A Stairwell, Outside a Bank

by Steve Orlen

Through the iron bars, a stairwell, and in it
The shadows of the iron bars, black, aslant, severe,
And gray concrete steps going up and going down,
And a dark well of coolness rising like an echo,
But no one, nothing flourishing, astonishing or dying,
Until I finally asked myself what kept me there in reverie
Maybe five minutes before I went into the bank.
The other night I was strolling on Fourth Avenue,
The old sixties street where the retro-hippies
Lounge and beg, and the drunks
Walk with the crazies who carry Bibles
From The Second Free Will Baptist Church.
Strung among them, teenagers
Punked-out like metal flowers on display
Who watch with contempt the middle-aged
Entering the restaurants and looking back
With fear, or pity, or memories of the good old days
When questions still outnumbered answers.
The man who blocked my path
Seemed neither dangerous nor nuts.
About my height and age. A back-pack
And his boots looked sensible for miles of walking.
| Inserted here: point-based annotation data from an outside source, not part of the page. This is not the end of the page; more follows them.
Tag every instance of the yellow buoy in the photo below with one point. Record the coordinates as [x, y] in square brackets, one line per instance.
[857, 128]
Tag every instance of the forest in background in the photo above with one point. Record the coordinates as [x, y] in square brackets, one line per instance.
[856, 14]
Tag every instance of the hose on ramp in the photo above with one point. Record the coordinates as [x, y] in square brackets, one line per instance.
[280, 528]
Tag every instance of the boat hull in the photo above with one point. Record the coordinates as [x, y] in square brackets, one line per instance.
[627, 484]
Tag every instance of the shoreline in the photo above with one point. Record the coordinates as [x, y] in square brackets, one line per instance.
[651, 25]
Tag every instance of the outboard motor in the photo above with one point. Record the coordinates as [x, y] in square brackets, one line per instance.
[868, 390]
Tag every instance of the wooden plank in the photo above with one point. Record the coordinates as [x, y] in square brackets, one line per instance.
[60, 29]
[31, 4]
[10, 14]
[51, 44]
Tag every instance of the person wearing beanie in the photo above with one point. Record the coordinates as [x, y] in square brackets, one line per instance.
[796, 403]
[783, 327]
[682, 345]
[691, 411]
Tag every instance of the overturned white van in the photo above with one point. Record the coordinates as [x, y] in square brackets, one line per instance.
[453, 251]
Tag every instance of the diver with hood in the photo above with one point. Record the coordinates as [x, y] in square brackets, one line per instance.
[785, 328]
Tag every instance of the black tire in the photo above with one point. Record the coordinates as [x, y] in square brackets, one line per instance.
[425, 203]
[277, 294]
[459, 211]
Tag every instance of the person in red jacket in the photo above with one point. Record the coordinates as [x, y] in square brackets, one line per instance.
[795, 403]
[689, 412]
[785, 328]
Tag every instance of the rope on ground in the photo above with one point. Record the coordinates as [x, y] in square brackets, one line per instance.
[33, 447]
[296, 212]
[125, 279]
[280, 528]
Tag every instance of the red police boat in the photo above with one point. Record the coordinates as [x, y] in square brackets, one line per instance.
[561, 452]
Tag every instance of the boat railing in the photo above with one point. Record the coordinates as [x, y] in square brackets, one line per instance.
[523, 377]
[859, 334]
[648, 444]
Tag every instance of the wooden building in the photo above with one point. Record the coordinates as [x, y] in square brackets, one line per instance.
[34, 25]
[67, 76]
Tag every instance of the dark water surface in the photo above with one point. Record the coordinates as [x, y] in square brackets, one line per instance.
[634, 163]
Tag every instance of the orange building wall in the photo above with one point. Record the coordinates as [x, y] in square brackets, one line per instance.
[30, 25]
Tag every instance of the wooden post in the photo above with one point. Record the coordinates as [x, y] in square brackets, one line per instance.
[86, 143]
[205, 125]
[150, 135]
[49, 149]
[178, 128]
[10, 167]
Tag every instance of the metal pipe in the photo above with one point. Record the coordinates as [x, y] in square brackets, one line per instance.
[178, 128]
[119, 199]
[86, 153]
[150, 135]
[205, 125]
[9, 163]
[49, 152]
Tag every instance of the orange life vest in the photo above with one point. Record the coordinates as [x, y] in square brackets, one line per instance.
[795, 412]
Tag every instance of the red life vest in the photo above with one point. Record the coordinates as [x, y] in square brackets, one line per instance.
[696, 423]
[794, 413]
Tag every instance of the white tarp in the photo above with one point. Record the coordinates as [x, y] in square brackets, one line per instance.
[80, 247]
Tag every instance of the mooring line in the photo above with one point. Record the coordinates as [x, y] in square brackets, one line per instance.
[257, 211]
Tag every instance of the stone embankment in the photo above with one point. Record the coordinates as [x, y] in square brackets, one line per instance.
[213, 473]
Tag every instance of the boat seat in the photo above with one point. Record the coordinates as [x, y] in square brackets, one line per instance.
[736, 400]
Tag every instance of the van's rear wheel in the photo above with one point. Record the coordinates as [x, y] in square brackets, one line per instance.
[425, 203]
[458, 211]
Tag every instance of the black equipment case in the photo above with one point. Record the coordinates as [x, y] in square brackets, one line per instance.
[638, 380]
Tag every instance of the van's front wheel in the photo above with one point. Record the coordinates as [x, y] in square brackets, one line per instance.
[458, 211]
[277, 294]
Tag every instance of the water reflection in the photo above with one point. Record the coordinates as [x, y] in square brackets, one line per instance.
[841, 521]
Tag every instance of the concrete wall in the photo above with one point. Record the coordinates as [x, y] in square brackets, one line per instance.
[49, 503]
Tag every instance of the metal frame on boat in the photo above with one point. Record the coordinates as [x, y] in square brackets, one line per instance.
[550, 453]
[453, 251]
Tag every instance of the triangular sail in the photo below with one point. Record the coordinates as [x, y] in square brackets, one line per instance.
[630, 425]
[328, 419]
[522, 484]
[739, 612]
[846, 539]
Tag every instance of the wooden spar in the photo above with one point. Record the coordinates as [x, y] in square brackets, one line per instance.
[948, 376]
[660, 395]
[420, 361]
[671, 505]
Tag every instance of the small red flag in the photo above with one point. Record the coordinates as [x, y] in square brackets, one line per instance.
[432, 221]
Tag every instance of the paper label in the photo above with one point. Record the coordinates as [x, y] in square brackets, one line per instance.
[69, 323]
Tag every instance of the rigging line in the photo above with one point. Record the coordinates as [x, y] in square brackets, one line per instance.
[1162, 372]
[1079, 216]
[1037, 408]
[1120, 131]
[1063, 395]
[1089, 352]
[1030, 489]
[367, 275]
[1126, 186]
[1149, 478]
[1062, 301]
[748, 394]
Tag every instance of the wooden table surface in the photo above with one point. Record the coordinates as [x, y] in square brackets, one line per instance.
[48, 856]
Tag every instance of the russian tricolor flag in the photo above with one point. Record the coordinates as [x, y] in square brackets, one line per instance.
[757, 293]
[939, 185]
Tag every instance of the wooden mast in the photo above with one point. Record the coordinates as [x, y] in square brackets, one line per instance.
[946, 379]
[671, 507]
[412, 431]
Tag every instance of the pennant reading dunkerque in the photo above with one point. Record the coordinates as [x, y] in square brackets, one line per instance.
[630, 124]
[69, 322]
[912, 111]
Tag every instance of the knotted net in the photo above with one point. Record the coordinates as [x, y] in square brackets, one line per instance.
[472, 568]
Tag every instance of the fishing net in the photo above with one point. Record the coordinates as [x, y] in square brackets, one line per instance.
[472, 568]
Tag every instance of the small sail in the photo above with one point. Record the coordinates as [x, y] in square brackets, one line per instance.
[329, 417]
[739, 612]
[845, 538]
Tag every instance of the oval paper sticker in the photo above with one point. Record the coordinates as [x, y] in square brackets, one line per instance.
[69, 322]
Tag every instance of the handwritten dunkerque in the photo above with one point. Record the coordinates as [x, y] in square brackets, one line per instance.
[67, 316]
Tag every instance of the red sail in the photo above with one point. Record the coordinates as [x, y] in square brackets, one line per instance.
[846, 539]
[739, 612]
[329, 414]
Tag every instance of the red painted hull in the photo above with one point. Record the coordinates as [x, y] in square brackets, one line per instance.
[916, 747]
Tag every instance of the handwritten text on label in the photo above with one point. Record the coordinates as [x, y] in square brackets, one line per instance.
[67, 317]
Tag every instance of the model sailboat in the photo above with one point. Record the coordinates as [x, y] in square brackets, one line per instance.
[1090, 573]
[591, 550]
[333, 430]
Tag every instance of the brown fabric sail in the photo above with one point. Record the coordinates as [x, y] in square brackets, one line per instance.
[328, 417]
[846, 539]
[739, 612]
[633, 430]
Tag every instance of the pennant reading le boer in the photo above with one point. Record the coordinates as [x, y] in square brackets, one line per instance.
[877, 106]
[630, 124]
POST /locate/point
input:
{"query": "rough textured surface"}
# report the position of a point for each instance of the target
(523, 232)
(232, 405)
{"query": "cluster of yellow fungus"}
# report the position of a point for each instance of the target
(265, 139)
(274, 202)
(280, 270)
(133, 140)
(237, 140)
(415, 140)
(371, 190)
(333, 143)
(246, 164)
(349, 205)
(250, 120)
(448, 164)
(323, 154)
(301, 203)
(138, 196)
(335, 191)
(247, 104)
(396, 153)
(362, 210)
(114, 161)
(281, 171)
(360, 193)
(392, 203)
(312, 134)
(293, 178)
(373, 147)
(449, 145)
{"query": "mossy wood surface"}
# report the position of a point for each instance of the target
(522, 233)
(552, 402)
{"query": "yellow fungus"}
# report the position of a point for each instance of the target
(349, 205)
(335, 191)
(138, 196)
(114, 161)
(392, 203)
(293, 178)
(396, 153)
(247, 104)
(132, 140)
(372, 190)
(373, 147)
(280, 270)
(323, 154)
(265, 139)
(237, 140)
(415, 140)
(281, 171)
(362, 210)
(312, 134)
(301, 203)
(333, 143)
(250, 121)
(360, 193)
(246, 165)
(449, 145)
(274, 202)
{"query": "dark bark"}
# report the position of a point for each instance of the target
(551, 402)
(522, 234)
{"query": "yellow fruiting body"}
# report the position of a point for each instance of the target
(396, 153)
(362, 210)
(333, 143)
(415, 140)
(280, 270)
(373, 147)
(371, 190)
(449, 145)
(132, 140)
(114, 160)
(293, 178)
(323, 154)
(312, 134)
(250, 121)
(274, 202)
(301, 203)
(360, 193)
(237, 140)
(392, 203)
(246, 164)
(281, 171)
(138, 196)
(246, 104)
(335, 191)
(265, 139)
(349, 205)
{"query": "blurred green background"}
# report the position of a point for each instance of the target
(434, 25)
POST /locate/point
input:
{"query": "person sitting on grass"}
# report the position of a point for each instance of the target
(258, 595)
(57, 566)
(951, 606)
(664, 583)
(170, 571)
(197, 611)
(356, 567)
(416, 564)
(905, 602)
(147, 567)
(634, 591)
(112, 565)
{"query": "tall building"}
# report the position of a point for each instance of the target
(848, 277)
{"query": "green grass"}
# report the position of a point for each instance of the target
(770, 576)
Are you a spiritual man? he asked.
And instead of answering glibly
I stood there and wondered what spiritual meant.
What people mean by it. I didn’t engage the man.
What came to mind were iron bars and shadows, and the stairs, and no
Meaning in that but some beauty I must have seen,
Cold, as some beauty is, and momentary,
And through the gap between the beauty and the void
Something like an echo of water running over rocks.
If I felt lighter than my body
I didn’t have the means to weigh it then.